Segundo a PF, cerca de R$ 2,4 milhões foram destinados à obra entre junho de 2022 e julho de 2024. Conversas interceptadas indicam que Barbosa teria usado o filho para ocultar patrimônio. A investigação aponta ainda que os aportes financeiros eram registrados como contribuições de “investidor-anjo” para justificar o fluxo de capital.
Esquema de desvios
As apurações fazem parte da Operação Fames-19, que investiga contratos de fornecimento de cestas básicas e frangos congelados financiados por emendas parlamentares entre 2020 e 2021. Os contratos, que somavam quase R$ 5 milhões, foram firmados sem licitação sob o decreto de emergência em saúde pública.
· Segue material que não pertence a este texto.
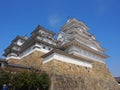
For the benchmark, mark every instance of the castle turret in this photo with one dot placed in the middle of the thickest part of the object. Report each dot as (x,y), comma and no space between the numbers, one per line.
(76,40)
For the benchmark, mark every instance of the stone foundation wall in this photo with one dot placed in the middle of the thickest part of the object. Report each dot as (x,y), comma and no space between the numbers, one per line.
(66,76)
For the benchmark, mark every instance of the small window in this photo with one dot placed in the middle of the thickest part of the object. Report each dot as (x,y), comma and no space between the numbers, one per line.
(0,64)
(44,47)
(49,48)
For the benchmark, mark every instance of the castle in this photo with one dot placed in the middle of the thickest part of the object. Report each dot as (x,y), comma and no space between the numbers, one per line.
(74,60)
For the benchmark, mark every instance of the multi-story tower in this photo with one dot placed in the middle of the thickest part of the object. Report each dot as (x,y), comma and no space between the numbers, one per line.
(76,40)
(74,61)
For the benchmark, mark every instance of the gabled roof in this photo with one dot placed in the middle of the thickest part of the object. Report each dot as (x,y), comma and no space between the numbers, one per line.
(3,60)
(20,37)
(66,54)
(117,79)
(74,20)
(42,28)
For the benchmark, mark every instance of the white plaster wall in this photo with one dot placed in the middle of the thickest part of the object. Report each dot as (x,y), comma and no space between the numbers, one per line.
(67,59)
(81,52)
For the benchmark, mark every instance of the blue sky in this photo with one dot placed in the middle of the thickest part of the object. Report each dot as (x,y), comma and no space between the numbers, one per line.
(21,17)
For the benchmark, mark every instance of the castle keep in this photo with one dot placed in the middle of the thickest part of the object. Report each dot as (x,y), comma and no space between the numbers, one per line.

A suspeita é de que parte dos alimentos não chegou à população e que os valores foram usados em empreendimentos de luxo, compra de gado e despesas pessoais.
A decisão de afastar o governador por seis meses foi tomada pelo ministro Mauro Campbell, do STJ, e será avaliada pelo plenário da Corte.
Defesa
Em nota, Wanderlei Barbosa disse respeitar a decisão judicial, mas classificou a medida como “precipitada”. Ele argumentou que os contratos sob investigação foram firmados na gestão anterior, quando ainda era vice-governador. Barbosa afirmou ter determinado auditorias internas sobre os contratos e prometeu recorrer para reassumir o cargo.